COUR D'APPEL D'AIX EN PROVENCE
4e Chambre C
ARRÊT AU FOND
DU 16 DECEMBRE 2010
N° 2010/ 420
Rôle N° 09/03143
SAS BRICORAMA FRANCE
C/
SCI LES COLONNES
Grosse délivrée
le :
à :
réf
Décision déférée à la Cour :
Jugement du Tribunal de Grande Instance de MARSEILLE en date du 09 Janvier 2009 enregistré au répertoire général sous le n° 06/12859.
APPELANTE
SAS BRICORAMA FRANCE, agissant poursuites et diligences de son représentant légal en exercice, domicilié en cette qualité audit siège,
demeurant [Adresse 3]
représentée par la SCP DE SAINT FERREOL-TOUBOUL, avoués à la Cour,
assistée de Maître Jean CHAUMANET, avocat au barreau de PARIS, substituée par Maître CHARDON Sabine, avocat au barreau de PARIS
INTIMEE
SCI LES COLONNES, prise en la personne de son représentant légal en exercice domicilié en cette qualité au siège,
demeurant [Adresse 1]
représentée par la SCP COHEN - GUEDJ, avoués à la Cour,
assistée de la SCP VIDAL-NAQUET ALAIN NORBERT MORANT, avocats au barreau de MARSEILLE substituée par Maître Johann LEVY, avocat au barreau de MARSEILLE
*-*-*-*-*
COMPOSITION DE LA COUR
L'affaire a été débattue le 16 Novembre 2010 en audience publique. Conformément à l'article 785 du Code de Procédure Civile, Monsieur Eric JAMET, vice-président placé, a fait un rapport oral de l'affaire à l'audience avant les plaidoiries.

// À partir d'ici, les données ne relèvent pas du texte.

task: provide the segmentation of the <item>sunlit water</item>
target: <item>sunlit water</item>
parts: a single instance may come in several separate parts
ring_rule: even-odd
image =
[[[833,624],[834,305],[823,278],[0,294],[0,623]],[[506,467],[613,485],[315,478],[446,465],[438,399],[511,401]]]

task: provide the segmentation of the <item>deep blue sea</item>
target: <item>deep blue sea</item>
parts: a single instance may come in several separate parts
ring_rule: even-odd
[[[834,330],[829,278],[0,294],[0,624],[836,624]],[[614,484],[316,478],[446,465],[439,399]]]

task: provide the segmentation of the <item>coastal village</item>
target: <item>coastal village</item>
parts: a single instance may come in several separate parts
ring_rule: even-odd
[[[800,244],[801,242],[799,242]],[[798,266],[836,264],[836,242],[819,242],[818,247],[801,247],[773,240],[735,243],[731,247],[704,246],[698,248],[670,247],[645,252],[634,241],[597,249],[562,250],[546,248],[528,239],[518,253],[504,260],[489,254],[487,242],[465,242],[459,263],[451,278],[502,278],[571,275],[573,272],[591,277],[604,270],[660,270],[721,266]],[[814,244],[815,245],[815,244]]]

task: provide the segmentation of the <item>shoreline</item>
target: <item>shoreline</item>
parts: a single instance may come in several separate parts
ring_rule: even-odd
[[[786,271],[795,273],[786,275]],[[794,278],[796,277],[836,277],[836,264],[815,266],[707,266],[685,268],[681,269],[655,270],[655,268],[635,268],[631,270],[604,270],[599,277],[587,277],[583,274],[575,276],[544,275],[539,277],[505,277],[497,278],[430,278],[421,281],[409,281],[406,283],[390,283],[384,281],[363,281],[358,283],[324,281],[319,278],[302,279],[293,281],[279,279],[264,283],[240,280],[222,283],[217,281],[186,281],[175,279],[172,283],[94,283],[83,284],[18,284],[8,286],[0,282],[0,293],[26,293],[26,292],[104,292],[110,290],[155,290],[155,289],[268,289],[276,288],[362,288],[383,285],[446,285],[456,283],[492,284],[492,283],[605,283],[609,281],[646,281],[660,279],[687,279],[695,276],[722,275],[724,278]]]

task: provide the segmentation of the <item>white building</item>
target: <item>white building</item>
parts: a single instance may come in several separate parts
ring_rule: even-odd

La Cour était composée de :
Monsieur Daniel ISOUARD, président
Monsieur Bruno NEDELEC, conseiller
Monsieur Eric JAMET, vice-président placé
qui en ont délibéré.
Greffier lors des débats : Madame Marie-Christine RAGGINI.

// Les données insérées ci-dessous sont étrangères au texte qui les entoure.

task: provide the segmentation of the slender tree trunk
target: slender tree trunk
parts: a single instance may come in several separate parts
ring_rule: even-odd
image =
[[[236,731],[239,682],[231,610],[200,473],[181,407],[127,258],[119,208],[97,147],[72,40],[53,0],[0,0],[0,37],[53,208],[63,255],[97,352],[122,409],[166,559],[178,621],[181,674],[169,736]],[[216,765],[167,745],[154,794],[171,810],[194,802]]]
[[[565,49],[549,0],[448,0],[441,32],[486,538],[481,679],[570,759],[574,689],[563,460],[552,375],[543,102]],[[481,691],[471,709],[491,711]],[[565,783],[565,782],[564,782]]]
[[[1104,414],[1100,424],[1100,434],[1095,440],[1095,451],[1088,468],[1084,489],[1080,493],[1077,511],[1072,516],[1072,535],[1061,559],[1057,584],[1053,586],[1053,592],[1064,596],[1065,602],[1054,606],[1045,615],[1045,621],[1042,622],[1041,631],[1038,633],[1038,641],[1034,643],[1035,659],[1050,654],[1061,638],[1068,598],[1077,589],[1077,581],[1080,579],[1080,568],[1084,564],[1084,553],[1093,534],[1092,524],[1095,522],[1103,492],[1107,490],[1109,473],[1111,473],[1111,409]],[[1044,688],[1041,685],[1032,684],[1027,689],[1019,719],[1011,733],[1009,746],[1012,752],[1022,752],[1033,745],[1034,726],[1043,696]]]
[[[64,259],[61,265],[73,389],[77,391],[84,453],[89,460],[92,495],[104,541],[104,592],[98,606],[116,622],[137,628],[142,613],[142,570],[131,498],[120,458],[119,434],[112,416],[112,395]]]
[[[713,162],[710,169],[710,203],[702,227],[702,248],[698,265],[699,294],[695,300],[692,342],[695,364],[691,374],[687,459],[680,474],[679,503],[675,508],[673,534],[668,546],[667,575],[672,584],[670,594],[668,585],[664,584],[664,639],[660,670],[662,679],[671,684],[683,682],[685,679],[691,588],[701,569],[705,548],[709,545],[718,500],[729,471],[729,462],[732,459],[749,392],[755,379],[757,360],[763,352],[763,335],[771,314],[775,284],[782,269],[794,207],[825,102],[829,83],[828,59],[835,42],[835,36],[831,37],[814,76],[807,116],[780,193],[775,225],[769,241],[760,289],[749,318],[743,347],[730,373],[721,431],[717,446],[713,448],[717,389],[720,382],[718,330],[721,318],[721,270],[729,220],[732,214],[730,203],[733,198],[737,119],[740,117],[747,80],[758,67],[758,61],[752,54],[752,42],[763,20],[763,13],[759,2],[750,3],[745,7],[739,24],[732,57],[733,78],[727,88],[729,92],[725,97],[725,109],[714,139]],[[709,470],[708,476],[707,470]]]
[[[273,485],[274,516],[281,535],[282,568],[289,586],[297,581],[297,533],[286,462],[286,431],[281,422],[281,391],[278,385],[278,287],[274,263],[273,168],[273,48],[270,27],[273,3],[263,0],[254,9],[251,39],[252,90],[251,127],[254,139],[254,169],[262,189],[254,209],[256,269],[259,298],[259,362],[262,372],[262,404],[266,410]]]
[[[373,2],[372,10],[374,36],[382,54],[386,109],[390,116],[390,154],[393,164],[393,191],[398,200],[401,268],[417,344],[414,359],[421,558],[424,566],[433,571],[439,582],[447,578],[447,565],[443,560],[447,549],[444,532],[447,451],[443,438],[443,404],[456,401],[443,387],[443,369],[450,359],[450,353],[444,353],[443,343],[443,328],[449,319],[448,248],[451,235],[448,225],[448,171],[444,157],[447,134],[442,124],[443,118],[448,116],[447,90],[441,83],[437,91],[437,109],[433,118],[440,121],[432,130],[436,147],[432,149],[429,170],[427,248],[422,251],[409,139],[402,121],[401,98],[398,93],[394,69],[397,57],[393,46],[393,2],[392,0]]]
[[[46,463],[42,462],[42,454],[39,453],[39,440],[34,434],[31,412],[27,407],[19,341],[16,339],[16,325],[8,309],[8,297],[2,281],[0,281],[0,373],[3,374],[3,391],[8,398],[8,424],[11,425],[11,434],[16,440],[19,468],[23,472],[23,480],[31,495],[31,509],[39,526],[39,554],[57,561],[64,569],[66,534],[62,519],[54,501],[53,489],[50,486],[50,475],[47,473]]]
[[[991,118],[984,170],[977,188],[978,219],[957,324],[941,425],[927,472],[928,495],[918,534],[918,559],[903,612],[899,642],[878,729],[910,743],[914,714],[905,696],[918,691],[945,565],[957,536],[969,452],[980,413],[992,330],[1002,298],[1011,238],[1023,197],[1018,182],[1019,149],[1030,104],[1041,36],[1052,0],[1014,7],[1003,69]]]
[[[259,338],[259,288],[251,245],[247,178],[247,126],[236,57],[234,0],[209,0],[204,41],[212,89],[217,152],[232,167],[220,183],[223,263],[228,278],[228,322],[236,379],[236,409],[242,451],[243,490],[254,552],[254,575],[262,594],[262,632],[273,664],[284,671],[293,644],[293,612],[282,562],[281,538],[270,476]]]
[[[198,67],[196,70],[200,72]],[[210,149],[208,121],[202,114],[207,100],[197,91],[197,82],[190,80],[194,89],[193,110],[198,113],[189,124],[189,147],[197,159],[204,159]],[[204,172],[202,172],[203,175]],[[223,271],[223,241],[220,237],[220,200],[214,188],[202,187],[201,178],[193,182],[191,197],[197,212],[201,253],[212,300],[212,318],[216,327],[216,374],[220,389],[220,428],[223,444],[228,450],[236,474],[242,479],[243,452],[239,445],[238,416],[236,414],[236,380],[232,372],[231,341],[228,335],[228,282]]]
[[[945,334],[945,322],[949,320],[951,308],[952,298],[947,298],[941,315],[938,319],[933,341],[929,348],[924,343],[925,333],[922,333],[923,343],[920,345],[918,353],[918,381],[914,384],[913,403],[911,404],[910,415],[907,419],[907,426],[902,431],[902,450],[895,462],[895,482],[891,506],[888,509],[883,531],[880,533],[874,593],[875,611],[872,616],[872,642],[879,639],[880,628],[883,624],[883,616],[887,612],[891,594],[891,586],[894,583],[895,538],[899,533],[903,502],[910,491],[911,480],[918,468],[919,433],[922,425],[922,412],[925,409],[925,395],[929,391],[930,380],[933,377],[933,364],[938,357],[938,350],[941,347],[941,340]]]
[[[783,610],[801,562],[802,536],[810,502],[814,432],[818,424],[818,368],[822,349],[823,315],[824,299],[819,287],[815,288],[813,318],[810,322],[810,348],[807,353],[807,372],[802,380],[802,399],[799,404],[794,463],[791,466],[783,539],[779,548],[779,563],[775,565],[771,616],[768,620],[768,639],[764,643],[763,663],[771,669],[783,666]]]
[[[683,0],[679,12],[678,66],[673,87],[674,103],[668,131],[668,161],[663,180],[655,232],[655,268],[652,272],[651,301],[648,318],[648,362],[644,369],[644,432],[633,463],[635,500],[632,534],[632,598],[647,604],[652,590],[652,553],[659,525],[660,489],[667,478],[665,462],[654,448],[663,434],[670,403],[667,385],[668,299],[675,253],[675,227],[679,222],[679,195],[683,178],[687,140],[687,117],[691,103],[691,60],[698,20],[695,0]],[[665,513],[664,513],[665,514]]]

Les parties ont été avisées que le prononcé public de la décision aurait lieu par mise à disposition au greffe le 16 Décembre 2010.
ARRÊT
Contradictoire,
Prononcé(e) par mise à disposition au greffe le 16 Décembre 2010,
Signé par Monsieur Daniel ISOUARD, président et Madame Marie-Christine RAGGINI, greffier auquel la minute de la décision a été remise par le magistrat signataire.
***
EXPOSE DU LITIGE
Le 17 septembre 1987, la SCI les colonnes a signé un bail commercial avec la société les établissements Vigne portant sur des locaux situés à [Adresse 2], pour une surface approximative de 5 500 m², outre la terrasse et le parking. Le bail était destiné à ' tous commerces sans aucune restriction possible d'activité, si ce n'est les règlements administratifs en cours ou à venir'.
Le 1er octobre 1996, la société Bricorama a acquis le fonds de commerce comprenant le droit au bail.
Par lettre du 18 mars 1996, la SA Bricorama écrit à la SCI des colonnes, qu'il 'semblerait qu'un affaissement est lieu sur la dalle du niveau 1 première partie'.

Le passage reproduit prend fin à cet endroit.